New insights into the Red Spider Nebula, officially known as NGC 6537, have emerged from the latest images captured by the James Webb Space Telescope. This planetary nebula, which was cataloged as the 6,537th object in the New General Catalogue, displays intricate details that include expansive lobes, a radiant core, and possibly a concealed companion star at its center.
Planetary nebulae like NGC 6537 form during the final stages of a star”s life cycle. As stars similar to our Sun exhaust their nuclear fuel, they expand into red giants. Eventually, the thermonuclear forces push outwards, overpowering gravity, leading to the shedding of the outer layers and the exposure of the star”s core. The ultraviolet radiation emitted from this core causes the expelled material to glow, creating the brilliant phenomena we observe.
The James Webb Space Telescope has provided unprecedented infrared images of the Red Spider Nebula. Unlike the Hubble Space Telescope, which showed the central star as faint and blue, Webb”s infrared capabilities reveal it as a glowing red entity encircled by a disc of hot dust. This dust is likely in orbit around the star and is not visible in optical wavelengths.
Interestingly, while only one star is visible in the images, researchers suspect that a second, unseen star may be influencing the nebula”s structure. The characteristic hourglass shape, with a narrow waist and broader outer regions, suggests the presence of a binary star system. Similar formations have been noted in other nebulae, such as the Butterfly Nebula, where companion stars have shaped the ejected materials.
The lobes of the nebula, referred to as its “legs,” represent one of the most striking aspects of this discovery.
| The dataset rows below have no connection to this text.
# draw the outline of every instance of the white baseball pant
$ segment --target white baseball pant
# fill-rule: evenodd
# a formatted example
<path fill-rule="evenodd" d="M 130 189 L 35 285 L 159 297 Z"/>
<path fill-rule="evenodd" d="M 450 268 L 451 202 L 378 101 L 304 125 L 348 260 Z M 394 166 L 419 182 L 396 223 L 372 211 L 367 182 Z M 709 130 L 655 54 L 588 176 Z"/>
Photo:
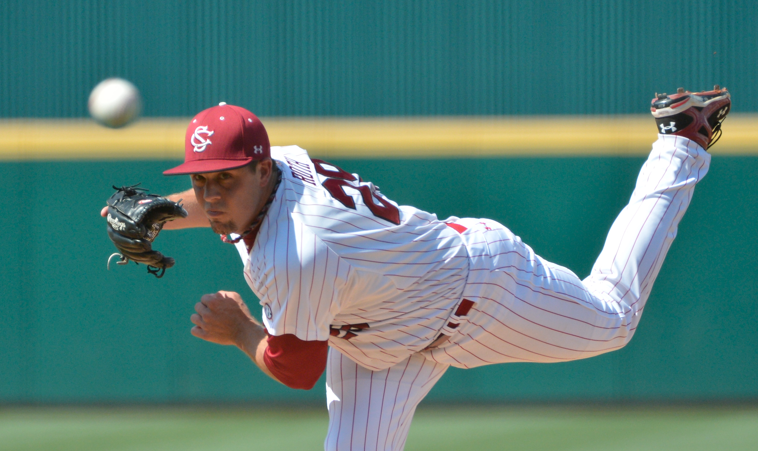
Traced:
<path fill-rule="evenodd" d="M 465 233 L 483 238 L 469 240 L 478 243 L 470 246 L 475 252 L 476 246 L 481 250 L 468 282 L 479 286 L 467 296 L 475 307 L 444 345 L 386 370 L 372 371 L 330 349 L 324 449 L 402 450 L 416 406 L 451 365 L 565 362 L 622 347 L 709 162 L 695 143 L 659 135 L 584 280 L 495 221 L 459 221 L 469 227 Z"/>

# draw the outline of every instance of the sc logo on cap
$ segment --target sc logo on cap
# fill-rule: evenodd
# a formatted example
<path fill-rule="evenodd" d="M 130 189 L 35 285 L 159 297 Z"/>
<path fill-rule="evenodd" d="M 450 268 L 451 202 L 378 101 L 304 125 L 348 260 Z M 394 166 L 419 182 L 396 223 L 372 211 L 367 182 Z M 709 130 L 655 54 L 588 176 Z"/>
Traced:
<path fill-rule="evenodd" d="M 203 138 L 200 135 L 205 135 L 205 137 Z M 208 130 L 207 125 L 201 125 L 200 127 L 196 128 L 192 138 L 190 138 L 190 143 L 194 146 L 193 150 L 198 153 L 205 150 L 205 147 L 212 144 L 211 140 L 208 139 L 208 136 L 212 135 L 213 130 Z"/>

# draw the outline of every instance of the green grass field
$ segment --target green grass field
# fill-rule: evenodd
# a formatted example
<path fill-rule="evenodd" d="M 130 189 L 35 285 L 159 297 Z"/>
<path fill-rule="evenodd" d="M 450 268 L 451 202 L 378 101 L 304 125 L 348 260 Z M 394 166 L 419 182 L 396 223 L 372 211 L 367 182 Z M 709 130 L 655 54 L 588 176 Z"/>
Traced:
<path fill-rule="evenodd" d="M 0 450 L 317 450 L 327 421 L 268 407 L 4 408 Z M 758 407 L 428 406 L 406 449 L 755 450 Z"/>

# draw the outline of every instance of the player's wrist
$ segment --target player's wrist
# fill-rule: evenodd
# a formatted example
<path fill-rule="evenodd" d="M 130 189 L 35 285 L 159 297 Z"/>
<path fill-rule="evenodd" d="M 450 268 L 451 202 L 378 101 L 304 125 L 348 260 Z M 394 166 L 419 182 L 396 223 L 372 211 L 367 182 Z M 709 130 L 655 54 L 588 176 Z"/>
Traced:
<path fill-rule="evenodd" d="M 258 343 L 266 338 L 265 329 L 254 319 L 242 322 L 234 334 L 234 344 L 243 352 L 253 355 L 258 348 Z"/>

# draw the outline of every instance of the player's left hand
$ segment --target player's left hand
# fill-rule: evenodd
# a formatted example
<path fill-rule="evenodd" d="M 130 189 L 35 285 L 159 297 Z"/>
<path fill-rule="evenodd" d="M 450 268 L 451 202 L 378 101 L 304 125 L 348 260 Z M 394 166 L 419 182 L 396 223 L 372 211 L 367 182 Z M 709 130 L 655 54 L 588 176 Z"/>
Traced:
<path fill-rule="evenodd" d="M 261 327 L 242 297 L 233 291 L 205 294 L 195 304 L 197 313 L 190 318 L 195 337 L 221 345 L 239 346 L 252 329 Z"/>

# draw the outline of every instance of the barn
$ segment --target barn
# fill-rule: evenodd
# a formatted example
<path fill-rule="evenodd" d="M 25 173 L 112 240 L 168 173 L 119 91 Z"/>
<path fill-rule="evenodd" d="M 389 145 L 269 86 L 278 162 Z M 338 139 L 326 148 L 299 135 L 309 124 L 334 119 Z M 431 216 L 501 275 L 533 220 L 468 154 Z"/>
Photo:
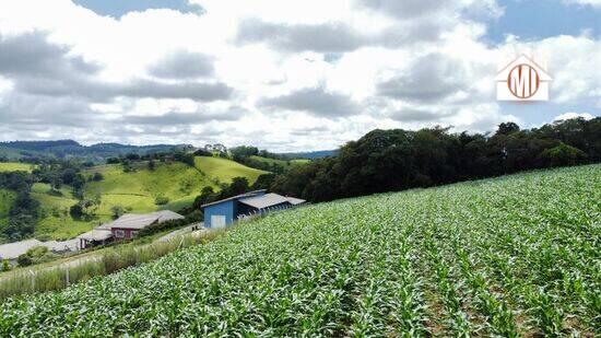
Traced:
<path fill-rule="evenodd" d="M 94 245 L 103 245 L 111 241 L 131 240 L 138 233 L 152 224 L 173 220 L 182 220 L 184 217 L 170 210 L 162 210 L 146 214 L 126 213 L 111 223 L 103 224 L 96 229 L 81 234 L 81 248 Z"/>
<path fill-rule="evenodd" d="M 201 206 L 204 226 L 219 229 L 245 217 L 303 205 L 304 199 L 256 190 Z"/>

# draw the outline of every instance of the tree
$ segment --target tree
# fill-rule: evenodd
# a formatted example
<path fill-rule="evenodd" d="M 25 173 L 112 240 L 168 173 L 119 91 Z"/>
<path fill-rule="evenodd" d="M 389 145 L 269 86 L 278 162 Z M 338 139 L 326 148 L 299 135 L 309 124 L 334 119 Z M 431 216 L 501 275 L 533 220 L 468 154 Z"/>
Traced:
<path fill-rule="evenodd" d="M 84 214 L 82 206 L 78 202 L 69 208 L 69 214 L 75 220 L 79 220 Z"/>
<path fill-rule="evenodd" d="M 32 258 L 27 254 L 23 254 L 16 257 L 16 263 L 21 267 L 27 267 L 32 265 Z"/>
<path fill-rule="evenodd" d="M 8 259 L 2 260 L 2 271 L 10 271 L 11 265 Z"/>
<path fill-rule="evenodd" d="M 234 177 L 226 189 L 222 191 L 223 197 L 231 197 L 244 194 L 249 190 L 248 179 L 246 177 Z"/>
<path fill-rule="evenodd" d="M 110 213 L 114 220 L 120 218 L 125 213 L 125 209 L 121 206 L 113 206 L 110 207 Z"/>
<path fill-rule="evenodd" d="M 164 194 L 158 194 L 154 198 L 154 203 L 157 206 L 164 206 L 169 202 L 169 198 L 166 197 Z"/>
<path fill-rule="evenodd" d="M 520 127 L 515 123 L 503 123 L 498 125 L 496 135 L 510 135 L 520 131 Z"/>
<path fill-rule="evenodd" d="M 567 145 L 564 142 L 541 153 L 541 158 L 544 159 L 549 166 L 575 165 L 586 156 L 587 154 L 581 150 Z"/>

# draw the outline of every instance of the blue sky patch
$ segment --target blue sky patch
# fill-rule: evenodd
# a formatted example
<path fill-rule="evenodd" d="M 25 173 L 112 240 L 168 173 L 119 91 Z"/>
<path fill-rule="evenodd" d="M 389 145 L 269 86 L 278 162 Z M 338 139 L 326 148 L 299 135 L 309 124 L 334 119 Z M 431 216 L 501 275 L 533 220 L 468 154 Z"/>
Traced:
<path fill-rule="evenodd" d="M 590 5 L 567 4 L 562 0 L 500 0 L 505 13 L 488 23 L 486 38 L 503 43 L 507 34 L 522 40 L 535 40 L 557 35 L 580 35 L 588 30 L 601 33 L 601 12 Z"/>

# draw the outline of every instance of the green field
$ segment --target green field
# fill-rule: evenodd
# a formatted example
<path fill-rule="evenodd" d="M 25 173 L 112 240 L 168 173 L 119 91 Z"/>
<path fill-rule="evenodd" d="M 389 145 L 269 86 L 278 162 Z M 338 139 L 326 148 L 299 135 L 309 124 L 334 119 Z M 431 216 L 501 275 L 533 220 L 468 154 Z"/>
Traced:
<path fill-rule="evenodd" d="M 601 165 L 275 212 L 0 305 L 0 336 L 601 334 Z"/>
<path fill-rule="evenodd" d="M 0 173 L 1 172 L 31 172 L 32 165 L 27 163 L 19 162 L 0 162 Z"/>
<path fill-rule="evenodd" d="M 32 196 L 40 202 L 42 219 L 36 226 L 35 235 L 38 238 L 64 240 L 72 238 L 92 228 L 107 222 L 111 217 L 111 208 L 122 207 L 129 212 L 152 212 L 158 209 L 179 210 L 190 206 L 205 186 L 219 190 L 217 182 L 228 183 L 233 177 L 247 177 L 252 184 L 264 172 L 257 171 L 236 162 L 197 158 L 197 167 L 180 162 L 155 164 L 150 171 L 148 162 L 135 163 L 135 171 L 125 173 L 121 164 L 94 166 L 83 175 L 92 176 L 101 173 L 104 177 L 99 182 L 89 182 L 84 195 L 93 199 L 101 196 L 101 206 L 91 220 L 74 220 L 69 214 L 69 208 L 78 202 L 71 194 L 71 188 L 61 188 L 62 196 L 49 195 L 50 186 L 35 184 Z M 168 198 L 168 203 L 157 206 L 155 198 L 158 195 Z"/>
<path fill-rule="evenodd" d="M 263 158 L 263 156 L 257 156 L 257 155 L 252 155 L 250 156 L 250 159 L 257 160 L 267 164 L 278 164 L 283 166 L 284 168 L 288 168 L 293 165 L 306 164 L 310 162 L 310 160 L 306 160 L 306 159 L 295 159 L 295 160 L 284 161 L 284 160 L 276 160 L 276 159 L 270 159 L 270 158 Z"/>
<path fill-rule="evenodd" d="M 9 210 L 16 197 L 14 191 L 8 189 L 0 189 L 0 228 L 4 226 L 8 222 Z"/>
<path fill-rule="evenodd" d="M 197 156 L 195 159 L 195 165 L 208 177 L 211 179 L 216 178 L 221 183 L 229 183 L 232 178 L 241 176 L 248 178 L 249 184 L 254 184 L 257 177 L 267 174 L 267 172 L 221 158 Z"/>
<path fill-rule="evenodd" d="M 42 240 L 69 240 L 90 229 L 110 220 L 109 214 L 98 214 L 93 220 L 74 220 L 69 208 L 78 202 L 71 188 L 63 186 L 62 196 L 49 194 L 48 184 L 36 183 L 32 187 L 32 197 L 39 201 L 40 219 L 35 228 L 35 236 Z"/>

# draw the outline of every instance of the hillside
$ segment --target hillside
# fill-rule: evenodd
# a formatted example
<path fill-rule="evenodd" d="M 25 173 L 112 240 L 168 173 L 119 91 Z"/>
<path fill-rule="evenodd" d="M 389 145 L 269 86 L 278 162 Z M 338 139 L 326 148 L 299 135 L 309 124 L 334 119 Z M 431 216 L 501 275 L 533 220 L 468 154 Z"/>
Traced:
<path fill-rule="evenodd" d="M 19 162 L 0 162 L 0 173 L 1 172 L 31 172 L 32 165 L 27 163 Z"/>
<path fill-rule="evenodd" d="M 167 152 L 174 149 L 191 150 L 189 144 L 131 145 L 120 143 L 97 143 L 82 145 L 73 140 L 12 141 L 0 142 L 0 156 L 11 160 L 22 158 L 80 158 L 102 162 L 107 158 L 134 153 L 139 155 Z"/>
<path fill-rule="evenodd" d="M 262 174 L 267 174 L 267 172 L 251 168 L 237 162 L 221 158 L 197 156 L 195 159 L 195 165 L 199 171 L 207 174 L 214 183 L 228 183 L 232 178 L 241 176 L 247 177 L 249 184 L 252 184 L 257 180 L 257 177 Z"/>
<path fill-rule="evenodd" d="M 35 184 L 32 196 L 40 202 L 42 219 L 36 226 L 36 237 L 71 238 L 90 229 L 110 220 L 113 207 L 121 207 L 129 212 L 151 212 L 157 209 L 179 210 L 190 206 L 205 186 L 219 190 L 217 183 L 229 183 L 233 177 L 247 177 L 252 184 L 263 172 L 246 167 L 236 162 L 197 158 L 196 166 L 180 162 L 156 162 L 153 171 L 148 162 L 134 164 L 135 171 L 125 173 L 121 164 L 94 166 L 84 171 L 85 177 L 101 173 L 103 179 L 89 182 L 84 188 L 87 199 L 101 197 L 101 206 L 95 217 L 87 220 L 74 220 L 69 208 L 78 202 L 71 188 L 63 186 L 61 196 L 49 194 L 46 184 Z M 156 197 L 168 199 L 165 205 L 156 205 Z"/>
<path fill-rule="evenodd" d="M 589 165 L 276 212 L 9 300 L 0 335 L 592 337 L 599 200 Z"/>
<path fill-rule="evenodd" d="M 9 210 L 15 198 L 15 193 L 8 189 L 0 189 L 0 226 L 8 222 Z"/>
<path fill-rule="evenodd" d="M 270 159 L 270 158 L 263 158 L 263 156 L 257 156 L 257 155 L 252 155 L 250 156 L 250 159 L 260 161 L 270 165 L 273 165 L 273 164 L 281 165 L 283 168 L 288 168 L 293 165 L 306 164 L 310 162 L 310 160 L 308 159 L 294 159 L 294 160 L 285 161 L 285 160 L 276 160 L 276 159 Z"/>

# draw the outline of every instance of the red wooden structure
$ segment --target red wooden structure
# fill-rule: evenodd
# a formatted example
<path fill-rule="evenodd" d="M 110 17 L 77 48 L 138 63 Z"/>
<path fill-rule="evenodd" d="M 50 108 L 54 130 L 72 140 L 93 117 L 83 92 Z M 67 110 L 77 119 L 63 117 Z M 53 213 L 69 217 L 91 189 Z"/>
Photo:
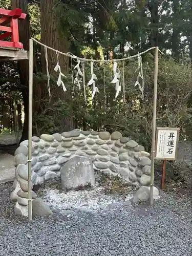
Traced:
<path fill-rule="evenodd" d="M 10 11 L 0 8 L 0 17 L 0 17 L 0 31 L 5 32 L 0 35 L 0 47 L 23 49 L 23 45 L 19 40 L 18 19 L 25 19 L 26 16 L 20 9 Z M 5 26 L 9 24 L 10 27 Z M 11 41 L 3 41 L 10 36 Z"/>

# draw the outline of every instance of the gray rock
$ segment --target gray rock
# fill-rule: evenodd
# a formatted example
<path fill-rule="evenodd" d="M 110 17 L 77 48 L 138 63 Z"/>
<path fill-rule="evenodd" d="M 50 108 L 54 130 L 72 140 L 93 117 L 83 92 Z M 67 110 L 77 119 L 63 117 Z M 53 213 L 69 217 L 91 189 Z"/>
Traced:
<path fill-rule="evenodd" d="M 99 150 L 97 153 L 100 156 L 108 156 L 108 152 L 104 150 Z"/>
<path fill-rule="evenodd" d="M 86 154 L 90 156 L 95 156 L 95 155 L 97 155 L 96 152 L 92 150 L 87 150 L 86 151 Z"/>
<path fill-rule="evenodd" d="M 119 160 L 118 158 L 116 157 L 110 157 L 110 161 L 112 163 L 116 163 L 117 164 L 119 164 Z"/>
<path fill-rule="evenodd" d="M 135 171 L 135 173 L 136 175 L 139 177 L 141 177 L 142 176 L 143 174 L 143 173 L 142 172 L 142 170 L 140 169 L 137 169 Z"/>
<path fill-rule="evenodd" d="M 141 151 L 141 156 L 142 157 L 148 157 L 150 156 L 150 154 L 148 152 L 146 152 L 145 151 Z"/>
<path fill-rule="evenodd" d="M 70 137 L 77 137 L 80 135 L 81 133 L 80 131 L 79 130 L 73 130 L 71 132 L 67 132 L 66 133 L 62 133 L 61 134 L 63 137 L 65 137 L 66 138 L 69 138 Z"/>
<path fill-rule="evenodd" d="M 121 147 L 122 146 L 122 144 L 119 140 L 117 140 L 115 142 L 115 146 L 117 146 L 118 147 Z"/>
<path fill-rule="evenodd" d="M 57 163 L 59 164 L 62 164 L 68 161 L 68 158 L 67 157 L 59 157 L 57 158 Z"/>
<path fill-rule="evenodd" d="M 57 142 L 57 141 L 54 141 L 54 142 L 52 143 L 52 144 L 51 145 L 52 147 L 56 147 L 59 145 L 59 142 Z"/>
<path fill-rule="evenodd" d="M 148 157 L 141 157 L 140 158 L 140 164 L 141 166 L 151 165 L 151 161 Z"/>
<path fill-rule="evenodd" d="M 86 141 L 86 142 L 89 145 L 93 145 L 95 143 L 95 140 L 92 140 L 92 139 L 90 139 Z"/>
<path fill-rule="evenodd" d="M 71 147 L 73 146 L 73 143 L 71 141 L 62 141 L 61 146 L 63 147 Z"/>
<path fill-rule="evenodd" d="M 86 143 L 84 141 L 75 141 L 74 144 L 76 146 L 83 146 L 86 145 Z"/>
<path fill-rule="evenodd" d="M 143 168 L 142 168 L 142 170 L 143 173 L 146 175 L 151 175 L 151 165 L 145 165 L 145 166 L 143 167 Z"/>
<path fill-rule="evenodd" d="M 55 140 L 61 142 L 62 141 L 62 135 L 60 133 L 54 133 L 52 135 Z"/>
<path fill-rule="evenodd" d="M 107 162 L 108 161 L 109 161 L 109 158 L 106 157 L 99 157 L 99 159 L 100 161 L 101 161 L 101 162 Z"/>
<path fill-rule="evenodd" d="M 99 137 L 101 140 L 109 140 L 110 138 L 110 134 L 108 132 L 100 132 Z"/>
<path fill-rule="evenodd" d="M 24 191 L 22 190 L 22 189 L 19 189 L 17 194 L 19 197 L 22 198 L 28 198 L 28 193 L 24 192 Z M 33 199 L 35 199 L 35 198 L 37 197 L 37 195 L 33 190 L 31 190 L 31 197 Z"/>
<path fill-rule="evenodd" d="M 91 134 L 92 135 L 98 135 L 99 134 L 99 133 L 98 132 L 95 132 L 95 131 L 92 131 L 91 132 Z"/>
<path fill-rule="evenodd" d="M 141 186 L 139 189 L 136 193 L 133 199 L 134 203 L 139 202 L 147 201 L 150 199 L 150 186 Z M 153 198 L 155 200 L 158 200 L 159 196 L 158 189 L 154 187 Z"/>
<path fill-rule="evenodd" d="M 40 138 L 37 136 L 33 136 L 32 137 L 32 140 L 34 142 L 38 142 L 39 141 L 40 141 Z"/>
<path fill-rule="evenodd" d="M 127 154 L 122 154 L 119 156 L 119 161 L 123 162 L 124 161 L 127 161 L 129 160 L 129 156 Z"/>
<path fill-rule="evenodd" d="M 38 170 L 42 166 L 42 164 L 41 163 L 41 162 L 37 162 L 37 163 L 36 163 L 32 168 L 32 169 L 34 171 L 34 172 L 37 172 L 37 170 Z"/>
<path fill-rule="evenodd" d="M 15 156 L 15 162 L 17 165 L 18 164 L 26 164 L 28 162 L 27 157 L 22 153 L 19 153 Z"/>
<path fill-rule="evenodd" d="M 44 176 L 49 170 L 49 166 L 42 166 L 38 171 L 38 175 L 40 177 Z"/>
<path fill-rule="evenodd" d="M 122 137 L 120 139 L 120 142 L 123 144 L 126 143 L 130 140 L 131 140 L 131 138 L 126 137 Z"/>
<path fill-rule="evenodd" d="M 137 177 L 134 173 L 130 173 L 128 175 L 128 178 L 131 181 L 137 181 Z"/>
<path fill-rule="evenodd" d="M 118 172 L 117 167 L 115 165 L 115 164 L 111 164 L 110 165 L 110 169 L 115 173 L 117 173 Z"/>
<path fill-rule="evenodd" d="M 145 148 L 143 146 L 141 146 L 141 145 L 138 145 L 138 146 L 134 147 L 134 151 L 136 152 L 140 152 L 140 151 L 144 151 Z"/>
<path fill-rule="evenodd" d="M 114 132 L 111 135 L 111 139 L 118 140 L 122 137 L 122 134 L 119 132 Z"/>
<path fill-rule="evenodd" d="M 97 151 L 99 149 L 99 147 L 96 145 L 93 146 L 91 149 L 94 151 Z"/>
<path fill-rule="evenodd" d="M 106 169 L 109 167 L 108 164 L 104 162 L 95 162 L 94 164 L 95 167 L 99 169 Z"/>
<path fill-rule="evenodd" d="M 65 189 L 75 188 L 87 184 L 95 184 L 92 160 L 88 157 L 76 156 L 69 160 L 61 169 L 61 186 Z"/>
<path fill-rule="evenodd" d="M 56 152 L 56 150 L 55 147 L 49 147 L 47 150 L 47 152 L 50 154 L 52 154 Z"/>
<path fill-rule="evenodd" d="M 66 150 L 63 147 L 58 147 L 57 149 L 57 152 L 58 153 L 62 153 L 63 152 L 65 152 Z"/>
<path fill-rule="evenodd" d="M 101 146 L 101 147 L 102 148 L 103 148 L 103 150 L 107 150 L 108 151 L 110 150 L 110 148 L 109 147 L 109 146 L 106 146 L 106 145 L 102 145 Z"/>
<path fill-rule="evenodd" d="M 90 132 L 89 131 L 82 131 L 81 133 L 83 135 L 87 136 L 90 134 L 91 132 Z"/>
<path fill-rule="evenodd" d="M 137 163 L 135 159 L 133 158 L 129 160 L 130 163 L 132 165 L 132 166 L 136 167 L 137 166 Z"/>
<path fill-rule="evenodd" d="M 44 155 L 38 158 L 38 161 L 39 162 L 42 162 L 43 161 L 49 159 L 49 157 L 50 156 L 48 155 Z"/>
<path fill-rule="evenodd" d="M 120 148 L 119 151 L 119 154 L 123 154 L 127 152 L 127 151 L 125 148 Z"/>
<path fill-rule="evenodd" d="M 135 141 L 135 140 L 131 140 L 129 141 L 128 141 L 128 142 L 126 142 L 125 145 L 128 147 L 131 147 L 131 148 L 133 148 L 138 146 L 139 144 L 137 142 Z"/>
<path fill-rule="evenodd" d="M 55 164 L 56 163 L 57 163 L 57 160 L 56 159 L 52 159 L 45 161 L 44 162 L 44 165 L 46 166 L 48 165 L 51 165 L 52 164 Z"/>
<path fill-rule="evenodd" d="M 150 185 L 151 177 L 146 174 L 143 174 L 140 179 L 140 183 L 143 186 L 148 186 Z"/>
<path fill-rule="evenodd" d="M 42 134 L 40 138 L 41 140 L 44 140 L 45 141 L 48 141 L 49 142 L 52 142 L 54 140 L 54 137 L 50 134 Z"/>
<path fill-rule="evenodd" d="M 28 180 L 28 170 L 26 164 L 19 164 L 16 168 L 18 175 L 25 180 Z"/>
<path fill-rule="evenodd" d="M 103 140 L 98 139 L 96 141 L 96 143 L 98 145 L 103 145 L 104 143 L 104 142 Z"/>
<path fill-rule="evenodd" d="M 52 214 L 48 205 L 41 199 L 35 198 L 32 202 L 33 215 L 41 217 Z"/>
<path fill-rule="evenodd" d="M 22 153 L 27 157 L 28 155 L 28 148 L 27 146 L 25 145 L 22 145 L 21 146 L 17 147 L 15 152 L 15 156 L 18 155 L 19 153 Z"/>
<path fill-rule="evenodd" d="M 117 157 L 118 155 L 117 152 L 111 152 L 111 156 L 112 156 L 112 157 Z"/>
<path fill-rule="evenodd" d="M 49 170 L 50 172 L 58 172 L 60 170 L 60 168 L 61 167 L 59 164 L 53 164 L 49 166 Z"/>

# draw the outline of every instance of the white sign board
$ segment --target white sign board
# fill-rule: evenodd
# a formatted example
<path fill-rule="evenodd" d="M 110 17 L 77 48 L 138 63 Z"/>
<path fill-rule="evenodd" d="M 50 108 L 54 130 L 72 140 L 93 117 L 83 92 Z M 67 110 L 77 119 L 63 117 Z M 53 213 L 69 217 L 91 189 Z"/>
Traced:
<path fill-rule="evenodd" d="M 177 155 L 179 130 L 179 128 L 157 127 L 156 159 L 176 159 Z"/>

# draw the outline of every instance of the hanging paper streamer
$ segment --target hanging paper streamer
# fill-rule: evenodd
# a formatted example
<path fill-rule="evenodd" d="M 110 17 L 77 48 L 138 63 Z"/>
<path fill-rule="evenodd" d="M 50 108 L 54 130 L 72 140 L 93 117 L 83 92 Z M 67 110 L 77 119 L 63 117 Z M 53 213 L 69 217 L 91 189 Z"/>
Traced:
<path fill-rule="evenodd" d="M 142 58 L 140 54 L 138 55 L 138 67 L 135 71 L 135 72 L 138 70 L 139 74 L 137 76 L 137 80 L 135 82 L 135 87 L 138 86 L 139 90 L 141 92 L 141 97 L 143 99 L 144 99 L 144 79 L 143 79 L 143 65 Z M 139 82 L 139 77 L 142 80 L 142 85 L 141 86 L 140 83 Z"/>
<path fill-rule="evenodd" d="M 88 84 L 88 86 L 91 86 L 91 84 L 93 84 L 93 92 L 92 92 L 92 99 L 93 99 L 94 97 L 95 93 L 99 93 L 99 90 L 95 86 L 95 80 L 97 80 L 97 78 L 95 75 L 93 73 L 93 62 L 91 61 L 91 78 L 89 81 Z"/>
<path fill-rule="evenodd" d="M 80 59 L 77 59 L 77 64 L 73 69 L 74 70 L 77 69 L 77 72 L 76 74 L 76 77 L 74 80 L 74 84 L 77 84 L 77 86 L 79 88 L 79 90 L 81 89 L 81 87 L 80 85 L 80 82 L 78 78 L 78 75 L 80 75 L 81 76 L 83 76 L 83 73 L 81 72 L 81 70 L 80 69 L 80 67 L 79 67 L 80 62 Z"/>
<path fill-rule="evenodd" d="M 62 85 L 63 90 L 64 92 L 66 92 L 67 89 L 66 87 L 65 86 L 63 82 L 61 80 L 61 76 L 63 76 L 64 77 L 66 77 L 66 76 L 63 75 L 63 74 L 61 72 L 61 69 L 60 69 L 60 67 L 59 65 L 59 54 L 58 53 L 58 52 L 56 52 L 57 54 L 57 63 L 55 66 L 55 68 L 54 68 L 54 70 L 56 72 L 59 70 L 59 77 L 58 78 L 57 84 L 58 87 L 60 86 L 60 85 Z"/>
<path fill-rule="evenodd" d="M 116 83 L 115 90 L 116 91 L 116 94 L 115 95 L 115 98 L 117 98 L 119 95 L 119 92 L 121 91 L 121 87 L 119 85 L 119 80 L 120 75 L 117 72 L 117 63 L 116 61 L 114 62 L 113 65 L 113 74 L 114 75 L 114 78 L 113 80 L 111 82 L 112 83 Z"/>

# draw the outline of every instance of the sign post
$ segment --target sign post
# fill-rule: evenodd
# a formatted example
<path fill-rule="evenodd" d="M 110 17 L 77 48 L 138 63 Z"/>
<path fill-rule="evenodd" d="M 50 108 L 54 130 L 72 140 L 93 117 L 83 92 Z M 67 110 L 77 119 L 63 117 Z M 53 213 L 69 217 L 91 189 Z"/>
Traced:
<path fill-rule="evenodd" d="M 163 160 L 161 188 L 164 188 L 166 160 L 175 160 L 177 157 L 180 128 L 157 127 L 155 146 L 155 159 Z"/>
These vast structures, each extending three light-years, are marked by molecular hydrogen. For the first time, Webb”s extensive field of view has captured their full dimensions, revealing them as bubble-like formations inflated by millennia of gas outflow.
At the heart of the nebula, dramatic activity continues. An elongated purple “S” shape indicates the paths of fast-moving jets of ionized iron that are ejecting from near the central star. These jets collide with previously expelled material, creating the intricate patterns visible today.
This research is part of a broader initiative led by J. Kastner, aimed at understanding how bipolar planetary nebulae develop their unique shapes through stellar outflows and jets. Gaining insight into these processes is crucial for piecing together the final phases of stellar evolution, which will ultimately inform us about the fate of our own Sun billions of years from now.